Lors du tuftage manuel classique, une personne guide un pistolet de tuftage, ligne après ligne, sur un tissu de support tendu verticalement. Ce travail impose pendant des heures une contrainte physique répétitive aux mains, aux bras, aux épaules et au dos.
Une manufacture ne se contente pas de préserver ce qu’elle maîtrise : elle perfectionne ses procédés, ses connaissances et ses outils. Pour Ruckstuhl, la qualité artisanale se mesure à la connaissance des matériaux, à la maîtrise du processus de fabrication et au soin apporté au choix de la technique la mieux adaptée à chaque tâche.

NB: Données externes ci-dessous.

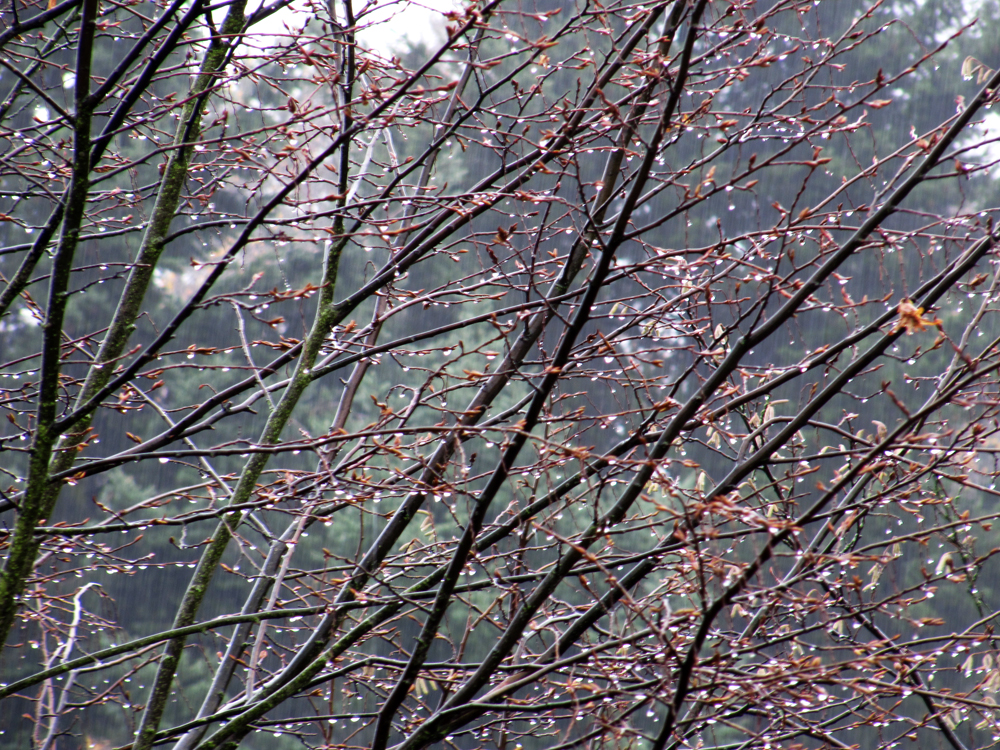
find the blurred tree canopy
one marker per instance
(546, 374)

Lors du tuftage manuel classique, une personne guide un pistolet de tuftage, ligne après ligne, sur un tissu de support tendu verticalement. Sur de grandes surfaces, ce travail impose également pendant de nombreuses heures une contrainte répétitive aux mains, aux bras, aux épaules et au dos. Un tapis uni de trois mètres sur quatre représente déjà douze mètres carrés, sur lesquels le même mouvement doit être répété bande après bande.
En Suède, où les contraintes ergonomiques liées aux machines manuelles ont été étudiées très tôt de manière approfondie, la technologie du tuftage automatisé a vu le jour. En 2009, Ruckstuhl a décidé d’intégrer ce procédé, encore relativement récent à l’époque, dans sa manufacture de Langenthal. La commande, la précision et le traitement numérique des données étaient alors encore très éloignés des possibilités actuelles. Cette décision ne constituait donc pas seulement un investissement dans une machine, mais surtout un investissement dans son propre savoir-faire.